Clay’s trip definitely tested me in many ways. There were a few hard moments and a particularly difficult 24 hour period. I received some pretty significant health news after having thirteen vials of blood drawn (yep, almost passed out), in the midst of his transit from India to Uganda and my own Benadryl-induced haze discovered we needed to change our insurance plan decision last minute, and not only was the connection of communication lines spotty, there was constantly someone yelling from the street outside and incessant honking of cars on Clay’s end.
Needless to say, it was a hectic and emotional 24 hours. And all I really wanted to do was just connect with my husband who was halfway around the world.
It’s frustrating when there’s a time crunch on something on which you must make a decision and what should be a 4 minute conversation takes about 45. It’s difficult when you receive big health news and aren’t able to process through with your husband who knows you so deeply.

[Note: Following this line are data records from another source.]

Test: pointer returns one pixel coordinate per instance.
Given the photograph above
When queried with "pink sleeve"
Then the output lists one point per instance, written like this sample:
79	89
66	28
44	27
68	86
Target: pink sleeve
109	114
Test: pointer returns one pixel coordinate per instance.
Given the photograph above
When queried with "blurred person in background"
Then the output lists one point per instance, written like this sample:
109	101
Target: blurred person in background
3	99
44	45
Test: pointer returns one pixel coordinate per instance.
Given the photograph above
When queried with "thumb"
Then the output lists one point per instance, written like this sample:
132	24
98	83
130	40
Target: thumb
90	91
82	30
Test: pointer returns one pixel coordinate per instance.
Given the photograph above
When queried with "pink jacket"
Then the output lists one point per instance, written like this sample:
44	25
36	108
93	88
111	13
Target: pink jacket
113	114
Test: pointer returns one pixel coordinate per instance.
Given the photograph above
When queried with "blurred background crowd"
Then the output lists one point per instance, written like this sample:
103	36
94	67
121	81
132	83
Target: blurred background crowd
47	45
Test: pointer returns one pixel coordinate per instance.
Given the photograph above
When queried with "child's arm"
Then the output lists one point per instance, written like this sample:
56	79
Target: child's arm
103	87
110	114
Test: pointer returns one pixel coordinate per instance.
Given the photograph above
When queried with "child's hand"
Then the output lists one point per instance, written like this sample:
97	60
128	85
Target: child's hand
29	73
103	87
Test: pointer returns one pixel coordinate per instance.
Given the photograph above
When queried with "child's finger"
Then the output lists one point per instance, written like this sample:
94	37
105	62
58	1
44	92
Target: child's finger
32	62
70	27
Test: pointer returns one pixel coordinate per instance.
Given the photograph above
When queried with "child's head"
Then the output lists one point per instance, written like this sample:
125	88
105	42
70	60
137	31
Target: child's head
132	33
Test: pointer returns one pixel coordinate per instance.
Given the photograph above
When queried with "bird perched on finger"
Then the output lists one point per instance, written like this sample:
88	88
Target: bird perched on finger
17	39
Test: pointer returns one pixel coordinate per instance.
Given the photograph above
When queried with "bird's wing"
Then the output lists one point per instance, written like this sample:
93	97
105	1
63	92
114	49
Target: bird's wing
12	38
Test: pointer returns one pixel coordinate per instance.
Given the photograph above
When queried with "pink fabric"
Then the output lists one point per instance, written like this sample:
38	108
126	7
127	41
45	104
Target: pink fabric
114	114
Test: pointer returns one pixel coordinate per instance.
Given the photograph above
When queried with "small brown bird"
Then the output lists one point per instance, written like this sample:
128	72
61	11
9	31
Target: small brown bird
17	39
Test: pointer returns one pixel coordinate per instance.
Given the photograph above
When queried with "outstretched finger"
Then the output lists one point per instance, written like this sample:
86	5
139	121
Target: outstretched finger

It’s hard to worry about his safety and know there’s nothing you can do to control it.
And yet, despite the hard things about Clay’s trip, his mission, our mission was good in so many ways.
What an amazing opportunity for us to live out our calling for the Kingdom as Clay works to strengthen our church partnerships. I realized in these last few weeks that even by staying behind, I can partner with God and Clay in this mission by helping him get packed, by being a source of constant encouragement and joy to him when he is weary and tired from traveling, by praying for him and staying positive as I focus not on my own frustrations with the inconveniences surrounding this kind of travel and separation from my new husband but rather allow my faith and trust in God to give me the continued perspective that it’s not about me, but about His Kingdom, and making his name more famous.
Paul sets a wonderful example in 1 Corinthians 10:33 when he states, “For I am not seeking my own good but the good of many, so that they may be saved.”
I’ve come to realize over the years that just about everything in life is hard but good. Being single? Hard but good. Getting married? Hard but good. Having a baby? Hard but good. (Haven’t experienced that one first hand yet, but I’ve sure seen it to be true!)
I’ve come to realize that often, not despite but because of the hard, we can find such good. For if it were all good, we wouldn’t long for Heaven. We wouldn’t need a Savior. It’s the “hard” that turns us to Jesus.